All you really need to know about Jo is that she is frustratingly, face-punchignly, effortlessly stylish and cool and incredibly nice. Vogue loves her streetstyle. We all love her blog.
As fashion inspiration comes there are all sorts; the sleeve on an album, the opening to a book… The Sweeney was a programme I watched as a tot and its fashionable allure has hovered over me ever since. For those of you that don’t know The Sweeney, it’s an early 70’s cop show. Set in post flower power inner-city London our two boys, Regan and Carter, race round the metropolis lobbing themselves over walls and through warehouses in pursuit of the city’s scum. It’s gritty and rough and the punch lines are full of ‘Oi!’s and ‘You’ve been nicked ! ‘. It is brilliant. What’s also brilliant is the fashion. The whole feel of the show is a very brit-rock; think Kate Moss and Rolling Stones and a time when it’s still deliciously sexy to smoke. It’s a grainy look, a yellowed tinge on every frame of the episode.
Regan and Carter are always suited up – shirt, tie, tweed- no matter how ruffled and tumbled they get in the thick of the chase the suit jacket is impermeable (although the tie may be loosened and taken off back at the station for questioning). Juxtaposing the bill the bad guys don jeans, bomber jackets and the occasional cowboy hat. Genius. The good guys always in powder blues and navy, the bad guys in cheap beige and gaudy checks. The women are deliciously groomed in jewelled toned polo necks, fleeing the scene in kitten heels and swathes of suede, all cropped hair, cigarettes and faux fur. The cars were as much an accessory as the guns and one liners – I still hope and dream I’ll own a copper brown’ Mk1 Ford Consul GT someday.

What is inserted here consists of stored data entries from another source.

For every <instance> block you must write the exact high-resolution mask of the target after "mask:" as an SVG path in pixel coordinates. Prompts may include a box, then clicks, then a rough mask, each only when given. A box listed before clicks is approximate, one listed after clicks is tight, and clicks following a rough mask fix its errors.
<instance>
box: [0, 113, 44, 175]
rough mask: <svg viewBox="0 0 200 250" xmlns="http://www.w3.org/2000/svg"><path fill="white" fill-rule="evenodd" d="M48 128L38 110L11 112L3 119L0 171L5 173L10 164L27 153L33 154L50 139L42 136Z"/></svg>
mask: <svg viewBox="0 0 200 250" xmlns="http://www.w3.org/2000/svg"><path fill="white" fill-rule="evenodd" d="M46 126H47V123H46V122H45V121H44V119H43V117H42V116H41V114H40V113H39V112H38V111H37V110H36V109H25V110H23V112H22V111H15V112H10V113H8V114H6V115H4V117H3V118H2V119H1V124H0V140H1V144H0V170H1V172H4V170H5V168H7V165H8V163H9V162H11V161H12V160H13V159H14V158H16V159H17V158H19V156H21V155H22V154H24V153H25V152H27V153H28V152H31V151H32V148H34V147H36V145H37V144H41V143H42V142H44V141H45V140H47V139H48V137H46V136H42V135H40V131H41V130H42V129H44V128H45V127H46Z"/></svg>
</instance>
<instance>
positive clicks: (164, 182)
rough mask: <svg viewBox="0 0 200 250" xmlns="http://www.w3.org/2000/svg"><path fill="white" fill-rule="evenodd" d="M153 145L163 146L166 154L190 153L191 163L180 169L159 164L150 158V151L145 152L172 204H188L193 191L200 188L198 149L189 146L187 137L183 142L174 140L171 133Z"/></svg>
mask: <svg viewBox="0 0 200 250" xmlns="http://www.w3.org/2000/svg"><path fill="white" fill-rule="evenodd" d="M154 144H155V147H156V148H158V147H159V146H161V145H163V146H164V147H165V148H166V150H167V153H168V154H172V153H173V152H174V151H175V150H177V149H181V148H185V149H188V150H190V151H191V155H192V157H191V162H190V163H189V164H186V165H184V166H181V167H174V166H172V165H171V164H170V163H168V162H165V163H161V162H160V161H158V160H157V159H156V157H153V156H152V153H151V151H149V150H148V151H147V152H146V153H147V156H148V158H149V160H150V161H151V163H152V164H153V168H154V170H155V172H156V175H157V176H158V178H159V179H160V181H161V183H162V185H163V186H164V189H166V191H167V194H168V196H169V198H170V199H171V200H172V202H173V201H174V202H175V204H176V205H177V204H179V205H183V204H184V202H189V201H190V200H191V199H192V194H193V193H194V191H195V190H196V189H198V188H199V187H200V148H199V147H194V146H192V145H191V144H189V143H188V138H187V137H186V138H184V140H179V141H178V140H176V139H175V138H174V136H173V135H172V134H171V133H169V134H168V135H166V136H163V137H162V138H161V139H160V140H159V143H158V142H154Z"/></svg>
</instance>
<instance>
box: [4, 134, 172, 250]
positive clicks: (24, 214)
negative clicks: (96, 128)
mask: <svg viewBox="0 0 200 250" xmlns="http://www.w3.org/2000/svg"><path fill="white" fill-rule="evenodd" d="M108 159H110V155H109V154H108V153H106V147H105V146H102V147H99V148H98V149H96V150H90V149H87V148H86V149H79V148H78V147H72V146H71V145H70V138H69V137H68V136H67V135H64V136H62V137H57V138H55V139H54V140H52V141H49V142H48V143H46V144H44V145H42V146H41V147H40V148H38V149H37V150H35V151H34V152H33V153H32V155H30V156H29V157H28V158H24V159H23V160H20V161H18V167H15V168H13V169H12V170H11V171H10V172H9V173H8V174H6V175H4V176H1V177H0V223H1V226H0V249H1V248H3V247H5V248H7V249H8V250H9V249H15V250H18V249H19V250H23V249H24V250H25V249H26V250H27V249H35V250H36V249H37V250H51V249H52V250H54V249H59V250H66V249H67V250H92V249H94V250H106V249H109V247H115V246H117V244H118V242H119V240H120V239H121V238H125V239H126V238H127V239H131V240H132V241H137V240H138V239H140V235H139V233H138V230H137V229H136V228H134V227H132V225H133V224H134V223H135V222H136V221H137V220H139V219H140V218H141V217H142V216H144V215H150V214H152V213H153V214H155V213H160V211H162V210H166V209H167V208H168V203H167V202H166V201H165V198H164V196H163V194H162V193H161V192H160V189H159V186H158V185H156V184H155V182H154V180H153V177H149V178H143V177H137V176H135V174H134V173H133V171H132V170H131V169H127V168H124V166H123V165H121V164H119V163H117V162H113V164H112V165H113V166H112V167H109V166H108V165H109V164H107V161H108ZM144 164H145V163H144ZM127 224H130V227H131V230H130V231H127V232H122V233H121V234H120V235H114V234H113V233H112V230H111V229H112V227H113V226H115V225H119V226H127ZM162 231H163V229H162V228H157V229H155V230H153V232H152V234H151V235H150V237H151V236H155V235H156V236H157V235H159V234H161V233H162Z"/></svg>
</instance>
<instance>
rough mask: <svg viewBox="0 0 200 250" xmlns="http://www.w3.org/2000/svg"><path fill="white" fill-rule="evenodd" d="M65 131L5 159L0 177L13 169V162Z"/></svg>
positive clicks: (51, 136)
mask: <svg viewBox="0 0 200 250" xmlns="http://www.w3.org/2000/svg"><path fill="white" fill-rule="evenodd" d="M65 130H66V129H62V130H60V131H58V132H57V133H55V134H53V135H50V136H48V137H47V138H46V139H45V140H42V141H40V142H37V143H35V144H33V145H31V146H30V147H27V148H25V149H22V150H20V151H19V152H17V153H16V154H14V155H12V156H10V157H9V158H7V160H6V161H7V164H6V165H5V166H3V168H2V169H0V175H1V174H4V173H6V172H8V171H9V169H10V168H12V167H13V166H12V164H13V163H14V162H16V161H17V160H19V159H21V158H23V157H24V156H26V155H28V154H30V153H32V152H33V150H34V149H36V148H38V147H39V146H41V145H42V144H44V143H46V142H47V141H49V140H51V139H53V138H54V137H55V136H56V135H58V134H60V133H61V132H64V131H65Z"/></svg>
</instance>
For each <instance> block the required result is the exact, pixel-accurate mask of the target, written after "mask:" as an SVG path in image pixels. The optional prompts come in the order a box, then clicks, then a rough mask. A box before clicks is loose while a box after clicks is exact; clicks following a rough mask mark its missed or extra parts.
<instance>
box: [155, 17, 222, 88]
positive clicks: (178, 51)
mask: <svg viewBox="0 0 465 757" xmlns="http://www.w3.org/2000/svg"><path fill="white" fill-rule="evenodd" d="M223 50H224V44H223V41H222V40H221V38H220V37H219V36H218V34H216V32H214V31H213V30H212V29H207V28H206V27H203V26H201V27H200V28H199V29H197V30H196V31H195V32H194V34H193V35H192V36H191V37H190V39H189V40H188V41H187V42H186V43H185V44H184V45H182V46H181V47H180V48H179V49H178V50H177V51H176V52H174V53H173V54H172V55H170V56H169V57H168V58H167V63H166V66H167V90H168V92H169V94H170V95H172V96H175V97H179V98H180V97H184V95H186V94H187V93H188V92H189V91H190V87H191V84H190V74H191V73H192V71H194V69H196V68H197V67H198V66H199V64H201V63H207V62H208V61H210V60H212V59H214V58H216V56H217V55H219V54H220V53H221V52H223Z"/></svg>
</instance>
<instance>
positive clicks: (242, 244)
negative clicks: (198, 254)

The series impressed upon me the importance of a rough edge to an outfit; pairing a delicate tea dress with tough ankle boots, the importance of lipstick with skinny jeans, the feminine with the distinctly unfeminine. It’s a look that has been reborn throughout pop culture and will continue to do so because it’s just so damn cool. And that is what The Sweeney boils down to. It is effortlessly cool from the very swagger and snarl of our two boys, the contrast of shoot outs against the backdrop of London Bridge and useless coppers, wailing sirens and those crisp shirts and a tie blowing in the wind.